The Corner

Besides His Fundraising, Perry’s Poll Numbers Are Currently Awful

It’s always ominous when a presidential campaign stops paying its staff. But the fundraising problems for Rick Perry’s campaign might be the easier problem to solve. News of the financial troubles will probably get Perry’s diehard supporters to max out, and while his well-funded super PAC can’t coordinate with his actual campaign, he at least will have an institution with millions of dollars ready to run ads to tout him to GOP primary voters.

No, the real problem for Perry is that he’s at one percent in the latest Suffolk poll of Iowa; a PPP poll from yesterday put him at 2 percent. (The Des Moines Register had Perry at 6 percent in May, as did Gravis.)

New Hampshire was never going to be Perry’s strongest state, but he registered a zero in Gravis’ latest poll in the Granite State.  The previous poll, from WMUR, had him at 2 percent. A few polls in this state had Perry at 4 percent in the spring.

One might think Perry’s Texas style might make him the first choice of Republicans in the first Southern primary. But in South Carolina, the Augusta Chronicle poll out this month also puts Perry at . . . zero percent. A Gravis Marketing poll in late July had Perry at 2.5 percent.

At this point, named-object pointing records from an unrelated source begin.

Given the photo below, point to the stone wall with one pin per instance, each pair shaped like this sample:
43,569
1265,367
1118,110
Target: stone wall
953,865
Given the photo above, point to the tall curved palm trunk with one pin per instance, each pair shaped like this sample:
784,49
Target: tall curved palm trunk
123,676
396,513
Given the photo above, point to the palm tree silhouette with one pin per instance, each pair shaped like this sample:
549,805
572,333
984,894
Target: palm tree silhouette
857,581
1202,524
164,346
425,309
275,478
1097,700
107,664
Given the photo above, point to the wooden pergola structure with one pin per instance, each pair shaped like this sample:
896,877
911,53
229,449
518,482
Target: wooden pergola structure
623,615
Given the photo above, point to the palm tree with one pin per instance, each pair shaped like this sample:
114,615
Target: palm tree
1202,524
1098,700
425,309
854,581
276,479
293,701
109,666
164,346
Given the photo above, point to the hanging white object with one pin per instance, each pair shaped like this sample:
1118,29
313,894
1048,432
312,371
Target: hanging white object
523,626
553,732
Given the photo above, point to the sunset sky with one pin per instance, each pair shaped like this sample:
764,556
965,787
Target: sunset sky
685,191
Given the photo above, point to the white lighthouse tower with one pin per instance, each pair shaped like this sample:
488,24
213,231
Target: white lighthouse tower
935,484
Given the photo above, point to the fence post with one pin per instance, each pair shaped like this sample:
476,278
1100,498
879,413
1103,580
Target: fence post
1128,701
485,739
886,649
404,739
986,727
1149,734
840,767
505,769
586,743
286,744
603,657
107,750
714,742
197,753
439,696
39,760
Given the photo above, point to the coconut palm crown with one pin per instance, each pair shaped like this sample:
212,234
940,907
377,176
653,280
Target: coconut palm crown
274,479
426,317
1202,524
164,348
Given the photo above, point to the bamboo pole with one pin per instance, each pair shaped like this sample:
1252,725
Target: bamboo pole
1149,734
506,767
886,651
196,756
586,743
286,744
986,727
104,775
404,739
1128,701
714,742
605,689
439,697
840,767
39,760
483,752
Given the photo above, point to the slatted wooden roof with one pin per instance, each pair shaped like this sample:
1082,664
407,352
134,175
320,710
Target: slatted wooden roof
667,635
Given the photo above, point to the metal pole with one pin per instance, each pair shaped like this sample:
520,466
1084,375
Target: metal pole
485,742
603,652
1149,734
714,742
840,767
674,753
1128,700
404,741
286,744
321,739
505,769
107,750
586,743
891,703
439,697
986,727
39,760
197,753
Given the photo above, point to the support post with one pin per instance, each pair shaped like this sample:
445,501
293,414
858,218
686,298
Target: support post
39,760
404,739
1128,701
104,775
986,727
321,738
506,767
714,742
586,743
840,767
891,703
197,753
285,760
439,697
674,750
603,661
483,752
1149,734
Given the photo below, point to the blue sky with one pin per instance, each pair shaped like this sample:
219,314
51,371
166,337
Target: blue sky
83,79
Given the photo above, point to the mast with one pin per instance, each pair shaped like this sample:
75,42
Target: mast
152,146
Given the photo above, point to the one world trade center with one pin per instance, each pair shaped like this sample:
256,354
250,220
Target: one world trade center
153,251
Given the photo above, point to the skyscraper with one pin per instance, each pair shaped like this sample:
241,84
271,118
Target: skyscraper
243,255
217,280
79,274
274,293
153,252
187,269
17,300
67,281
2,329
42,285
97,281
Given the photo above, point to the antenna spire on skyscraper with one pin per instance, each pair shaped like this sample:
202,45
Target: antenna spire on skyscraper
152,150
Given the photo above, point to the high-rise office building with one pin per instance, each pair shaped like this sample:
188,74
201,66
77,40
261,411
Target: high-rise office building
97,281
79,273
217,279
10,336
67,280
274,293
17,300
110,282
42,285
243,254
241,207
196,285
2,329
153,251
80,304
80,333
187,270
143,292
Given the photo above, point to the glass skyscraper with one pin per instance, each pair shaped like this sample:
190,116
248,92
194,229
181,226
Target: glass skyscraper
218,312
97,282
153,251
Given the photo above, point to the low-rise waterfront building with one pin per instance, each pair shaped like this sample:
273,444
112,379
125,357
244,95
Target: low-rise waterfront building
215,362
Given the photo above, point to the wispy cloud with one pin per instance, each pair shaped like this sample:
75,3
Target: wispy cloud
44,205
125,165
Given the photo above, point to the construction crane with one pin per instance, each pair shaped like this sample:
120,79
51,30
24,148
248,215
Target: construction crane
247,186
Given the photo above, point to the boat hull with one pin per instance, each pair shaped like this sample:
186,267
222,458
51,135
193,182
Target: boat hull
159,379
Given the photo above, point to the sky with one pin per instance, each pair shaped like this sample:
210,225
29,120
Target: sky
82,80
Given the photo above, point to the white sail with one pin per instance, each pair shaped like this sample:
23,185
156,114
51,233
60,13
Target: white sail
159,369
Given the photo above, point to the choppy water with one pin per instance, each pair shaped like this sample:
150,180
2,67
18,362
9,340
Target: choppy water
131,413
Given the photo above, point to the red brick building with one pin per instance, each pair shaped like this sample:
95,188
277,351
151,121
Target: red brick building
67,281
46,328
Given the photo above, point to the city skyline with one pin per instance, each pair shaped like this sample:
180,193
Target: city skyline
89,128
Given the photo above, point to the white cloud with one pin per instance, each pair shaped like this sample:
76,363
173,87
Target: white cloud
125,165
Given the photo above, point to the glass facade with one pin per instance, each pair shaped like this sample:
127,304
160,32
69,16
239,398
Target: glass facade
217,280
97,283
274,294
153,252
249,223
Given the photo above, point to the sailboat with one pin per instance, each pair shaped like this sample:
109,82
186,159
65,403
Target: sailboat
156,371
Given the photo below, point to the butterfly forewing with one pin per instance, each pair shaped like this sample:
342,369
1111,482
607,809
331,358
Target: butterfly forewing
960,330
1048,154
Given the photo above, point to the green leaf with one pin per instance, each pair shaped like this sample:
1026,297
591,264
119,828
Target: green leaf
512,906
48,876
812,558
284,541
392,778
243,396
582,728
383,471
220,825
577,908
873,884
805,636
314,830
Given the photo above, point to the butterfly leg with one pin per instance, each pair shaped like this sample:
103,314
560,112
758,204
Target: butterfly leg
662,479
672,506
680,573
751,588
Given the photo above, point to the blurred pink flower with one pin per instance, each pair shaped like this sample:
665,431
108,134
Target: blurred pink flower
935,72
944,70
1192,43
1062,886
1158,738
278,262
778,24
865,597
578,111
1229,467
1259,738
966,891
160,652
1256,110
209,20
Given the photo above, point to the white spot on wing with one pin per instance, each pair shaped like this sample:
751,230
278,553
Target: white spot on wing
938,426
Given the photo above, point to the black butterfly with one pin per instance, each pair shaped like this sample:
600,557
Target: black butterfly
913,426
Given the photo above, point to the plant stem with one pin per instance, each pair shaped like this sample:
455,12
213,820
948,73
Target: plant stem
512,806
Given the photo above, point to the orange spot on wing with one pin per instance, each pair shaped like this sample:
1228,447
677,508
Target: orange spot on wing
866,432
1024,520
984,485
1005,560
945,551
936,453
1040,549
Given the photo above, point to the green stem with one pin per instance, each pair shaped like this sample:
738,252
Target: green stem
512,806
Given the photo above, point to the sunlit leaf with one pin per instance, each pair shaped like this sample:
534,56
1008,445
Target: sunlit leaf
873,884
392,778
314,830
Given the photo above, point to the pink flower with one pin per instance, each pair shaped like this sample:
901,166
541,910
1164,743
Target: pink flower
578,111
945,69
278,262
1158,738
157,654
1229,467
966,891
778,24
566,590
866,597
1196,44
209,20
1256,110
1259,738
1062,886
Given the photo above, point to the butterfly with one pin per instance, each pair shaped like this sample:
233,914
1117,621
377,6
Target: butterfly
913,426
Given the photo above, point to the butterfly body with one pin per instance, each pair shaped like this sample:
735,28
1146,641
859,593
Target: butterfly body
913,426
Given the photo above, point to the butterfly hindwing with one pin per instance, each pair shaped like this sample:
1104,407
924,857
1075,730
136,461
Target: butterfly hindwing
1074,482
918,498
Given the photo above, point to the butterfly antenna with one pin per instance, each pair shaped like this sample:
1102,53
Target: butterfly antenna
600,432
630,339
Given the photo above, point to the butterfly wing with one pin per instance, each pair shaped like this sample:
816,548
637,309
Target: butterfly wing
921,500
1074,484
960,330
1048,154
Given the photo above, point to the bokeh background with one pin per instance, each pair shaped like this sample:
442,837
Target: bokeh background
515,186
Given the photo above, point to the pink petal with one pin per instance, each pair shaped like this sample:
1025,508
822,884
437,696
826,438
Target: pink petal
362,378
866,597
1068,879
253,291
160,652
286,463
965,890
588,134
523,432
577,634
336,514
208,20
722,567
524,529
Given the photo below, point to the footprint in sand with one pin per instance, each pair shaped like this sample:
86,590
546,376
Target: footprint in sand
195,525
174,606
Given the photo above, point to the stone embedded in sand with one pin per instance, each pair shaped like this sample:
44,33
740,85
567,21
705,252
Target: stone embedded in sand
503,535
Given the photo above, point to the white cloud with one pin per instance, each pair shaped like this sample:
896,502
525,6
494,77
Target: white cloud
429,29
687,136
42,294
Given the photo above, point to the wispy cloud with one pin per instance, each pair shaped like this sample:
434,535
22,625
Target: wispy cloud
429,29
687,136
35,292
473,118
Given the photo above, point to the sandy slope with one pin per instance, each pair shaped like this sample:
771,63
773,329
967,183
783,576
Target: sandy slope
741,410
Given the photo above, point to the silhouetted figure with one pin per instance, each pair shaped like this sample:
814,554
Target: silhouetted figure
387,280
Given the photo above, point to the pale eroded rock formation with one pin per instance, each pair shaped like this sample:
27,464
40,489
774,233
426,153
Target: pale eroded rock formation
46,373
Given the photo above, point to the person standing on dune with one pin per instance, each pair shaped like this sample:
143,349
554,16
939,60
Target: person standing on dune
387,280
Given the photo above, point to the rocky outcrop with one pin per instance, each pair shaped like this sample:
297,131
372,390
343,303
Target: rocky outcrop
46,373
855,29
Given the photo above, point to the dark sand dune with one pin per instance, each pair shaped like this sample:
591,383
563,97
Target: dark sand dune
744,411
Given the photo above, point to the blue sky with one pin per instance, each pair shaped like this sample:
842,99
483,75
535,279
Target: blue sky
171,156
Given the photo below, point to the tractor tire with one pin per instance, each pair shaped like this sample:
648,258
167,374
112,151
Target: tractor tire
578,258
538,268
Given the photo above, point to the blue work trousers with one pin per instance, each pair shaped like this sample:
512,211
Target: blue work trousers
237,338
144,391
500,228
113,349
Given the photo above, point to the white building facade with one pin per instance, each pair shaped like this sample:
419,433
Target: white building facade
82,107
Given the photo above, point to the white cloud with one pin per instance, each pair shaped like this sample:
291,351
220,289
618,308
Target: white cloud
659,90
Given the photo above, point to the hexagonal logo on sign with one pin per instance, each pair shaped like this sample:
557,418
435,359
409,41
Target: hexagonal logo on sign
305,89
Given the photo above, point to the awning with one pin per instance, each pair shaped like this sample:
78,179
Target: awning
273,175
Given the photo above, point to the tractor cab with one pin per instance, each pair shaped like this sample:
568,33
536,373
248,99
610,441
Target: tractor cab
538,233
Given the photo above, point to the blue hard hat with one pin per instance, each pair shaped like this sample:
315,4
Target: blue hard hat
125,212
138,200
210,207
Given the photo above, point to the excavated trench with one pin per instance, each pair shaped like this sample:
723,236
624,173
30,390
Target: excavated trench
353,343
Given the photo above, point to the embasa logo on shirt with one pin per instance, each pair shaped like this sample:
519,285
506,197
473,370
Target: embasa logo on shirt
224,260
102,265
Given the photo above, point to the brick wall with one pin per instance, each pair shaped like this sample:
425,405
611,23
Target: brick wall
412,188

Nationally, the numbers are no better: 1 percent in the Fox News poll, 2 percent in the Bloomberg poll, 1.8 percent in the Monmouth poll.

Obviously, this is a chicken-and-the-egg situation; polling success drives fundraising, which can be used for advertising and grassroots efforts, which drives more polling success, and so on.

And yes, it’s early. But this can’t be where Rick Perry and his team wanted to be in mid August.